El histórico líder criminal recibió la máxima pena tras declararse culpable de cargos por narcotráfico, lavado de dinero y delitos asociados a una organización criminal transnacional.

Redacción Los Conjurados

Después de décadas como una de las figuras más importantes del narcotráfico mexicano, Ismael “El Mayo” Zambada García fue condenado a cadena perpetua por una corte de Estados Unidos, donde enfrentó acusaciones por encabezar una de las organizaciones criminales más poderosas del mundo.

El fallo estuvo a cargo del juez Brian M. Cogan, conocido por haber sentenciado anteriormente a Joaquín “El Chapo” Guzmán. La resolución también contempla el decomiso de bienes por 15 mil millones de dólares, una cifra histórica dentro de los procesos contra líderes del crimen organizado.

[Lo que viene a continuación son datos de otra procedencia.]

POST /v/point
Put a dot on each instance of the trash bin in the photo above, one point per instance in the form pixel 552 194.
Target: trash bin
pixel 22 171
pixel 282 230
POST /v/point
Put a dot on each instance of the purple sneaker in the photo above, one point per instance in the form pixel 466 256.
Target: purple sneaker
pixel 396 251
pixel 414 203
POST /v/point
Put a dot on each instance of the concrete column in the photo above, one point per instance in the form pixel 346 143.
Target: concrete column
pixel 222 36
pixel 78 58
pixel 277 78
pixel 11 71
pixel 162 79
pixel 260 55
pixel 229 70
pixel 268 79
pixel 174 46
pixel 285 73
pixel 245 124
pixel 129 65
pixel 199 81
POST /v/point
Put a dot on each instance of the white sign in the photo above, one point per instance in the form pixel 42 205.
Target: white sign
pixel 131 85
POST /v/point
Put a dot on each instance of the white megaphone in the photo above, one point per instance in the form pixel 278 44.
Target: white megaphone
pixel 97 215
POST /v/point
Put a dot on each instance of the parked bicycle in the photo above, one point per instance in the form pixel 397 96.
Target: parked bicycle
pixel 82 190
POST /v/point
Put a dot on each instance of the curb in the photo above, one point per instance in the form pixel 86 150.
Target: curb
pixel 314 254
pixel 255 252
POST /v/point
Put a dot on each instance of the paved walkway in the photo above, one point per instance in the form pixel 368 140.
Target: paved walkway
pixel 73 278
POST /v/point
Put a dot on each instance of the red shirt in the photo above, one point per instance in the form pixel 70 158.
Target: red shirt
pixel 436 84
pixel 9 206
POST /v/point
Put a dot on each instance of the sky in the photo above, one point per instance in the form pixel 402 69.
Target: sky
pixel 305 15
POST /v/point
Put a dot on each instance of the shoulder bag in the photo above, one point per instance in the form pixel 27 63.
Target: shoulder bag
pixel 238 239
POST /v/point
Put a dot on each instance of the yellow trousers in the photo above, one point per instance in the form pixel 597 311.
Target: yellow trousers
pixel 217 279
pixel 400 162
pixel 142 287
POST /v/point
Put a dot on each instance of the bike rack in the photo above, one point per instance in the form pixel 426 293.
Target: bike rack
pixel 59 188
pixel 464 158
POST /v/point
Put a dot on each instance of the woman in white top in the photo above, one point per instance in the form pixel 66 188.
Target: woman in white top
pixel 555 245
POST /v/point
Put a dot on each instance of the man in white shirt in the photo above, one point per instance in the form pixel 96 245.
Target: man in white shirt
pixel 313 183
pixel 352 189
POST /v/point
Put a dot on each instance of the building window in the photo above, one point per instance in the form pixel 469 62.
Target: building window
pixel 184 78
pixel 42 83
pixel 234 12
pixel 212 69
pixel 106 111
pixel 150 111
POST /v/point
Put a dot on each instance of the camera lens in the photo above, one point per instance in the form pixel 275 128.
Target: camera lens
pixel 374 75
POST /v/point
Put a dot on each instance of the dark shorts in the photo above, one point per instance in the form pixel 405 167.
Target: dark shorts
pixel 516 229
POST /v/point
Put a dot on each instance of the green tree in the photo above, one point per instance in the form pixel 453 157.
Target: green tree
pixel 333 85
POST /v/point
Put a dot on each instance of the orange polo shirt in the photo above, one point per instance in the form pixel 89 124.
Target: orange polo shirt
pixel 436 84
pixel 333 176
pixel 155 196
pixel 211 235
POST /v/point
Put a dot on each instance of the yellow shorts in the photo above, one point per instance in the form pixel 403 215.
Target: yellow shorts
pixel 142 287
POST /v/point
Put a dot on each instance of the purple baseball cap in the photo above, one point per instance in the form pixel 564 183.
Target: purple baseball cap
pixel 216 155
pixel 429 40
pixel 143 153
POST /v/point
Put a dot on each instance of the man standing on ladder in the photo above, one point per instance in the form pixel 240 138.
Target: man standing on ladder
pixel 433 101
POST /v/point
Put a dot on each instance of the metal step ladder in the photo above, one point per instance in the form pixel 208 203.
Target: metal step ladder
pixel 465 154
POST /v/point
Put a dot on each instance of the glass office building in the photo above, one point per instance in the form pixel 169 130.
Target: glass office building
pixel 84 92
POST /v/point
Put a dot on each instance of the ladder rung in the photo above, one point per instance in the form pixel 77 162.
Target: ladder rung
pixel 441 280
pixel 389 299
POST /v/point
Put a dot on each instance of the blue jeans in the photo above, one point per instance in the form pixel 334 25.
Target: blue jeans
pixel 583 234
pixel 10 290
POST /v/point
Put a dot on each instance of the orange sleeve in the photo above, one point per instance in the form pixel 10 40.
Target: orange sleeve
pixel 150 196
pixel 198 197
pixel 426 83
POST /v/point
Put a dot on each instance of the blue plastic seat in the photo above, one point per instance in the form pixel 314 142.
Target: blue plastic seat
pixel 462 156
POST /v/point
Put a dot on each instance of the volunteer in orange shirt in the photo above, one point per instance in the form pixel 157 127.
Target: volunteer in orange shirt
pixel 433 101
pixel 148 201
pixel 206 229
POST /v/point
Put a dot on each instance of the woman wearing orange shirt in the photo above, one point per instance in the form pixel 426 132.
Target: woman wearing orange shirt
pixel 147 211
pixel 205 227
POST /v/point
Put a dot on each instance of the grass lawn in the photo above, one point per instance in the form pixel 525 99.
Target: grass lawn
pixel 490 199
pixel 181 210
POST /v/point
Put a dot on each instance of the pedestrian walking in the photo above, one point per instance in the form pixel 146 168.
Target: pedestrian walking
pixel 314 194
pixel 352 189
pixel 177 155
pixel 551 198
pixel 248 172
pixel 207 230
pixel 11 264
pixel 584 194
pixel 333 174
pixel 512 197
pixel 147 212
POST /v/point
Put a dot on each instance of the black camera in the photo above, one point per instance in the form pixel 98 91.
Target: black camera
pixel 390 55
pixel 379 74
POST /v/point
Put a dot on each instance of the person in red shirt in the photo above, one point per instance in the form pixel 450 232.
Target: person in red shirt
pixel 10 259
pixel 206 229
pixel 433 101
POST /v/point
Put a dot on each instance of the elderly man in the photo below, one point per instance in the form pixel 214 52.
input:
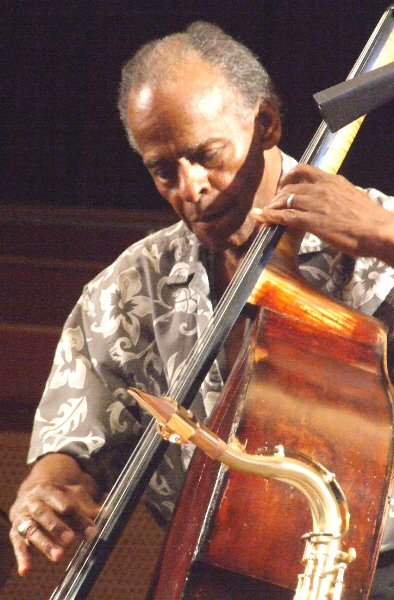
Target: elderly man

La justicia estadounidense encontró responsabilidad de Zambada en delitos como dirección de una empresa criminal continua, tráfico de cocaína, fentanilo y otras drogas, además de lavado de dinero y actos de violencia relacionados con las operaciones del Cártel de Sinaloa.

El llamado “Mayo”, quien actualmente tiene entre 77 y 78 años, había aceptado su culpabilidad en un intento por evitar un juicio prolongado. Su defensa argumentó factores relacionados con su estado de salud, mientras que los fiscales estadounidenses destacaron el impacto de sus actividades criminales durante varias décadas.

La trayectoria de Zambada estuvo marcada por su papel como uno de los principales dirigentes del Cártel de Sinaloa junto a Joaquín “El Chapo” Guzmán. A diferencia de otros líderes del narcotráfico, mantuvo durante años un perfil discreto y una amplia red de influencia dentro y fuera de México.

En sus declaraciones finales, el narcotraficante habría reconocido el impacto de la violencia generada por el crimen organizado y señaló que “nadie gana esta guerra”; sin embargo, las autoridades estadounidenses lo responsabilizaron por una estructura criminal vinculada al tráfico internacional de drogas y miles de hechos violentos.

La sentencia fue recibida como un triunfo por agencias de seguridad de Estados Unidos, mientras que en México generó reacciones por el peso histórico que representaba “El Mayo” dentro del Cártel de Sinaloa y por las posibles repercusiones en la estructura del grupo criminal.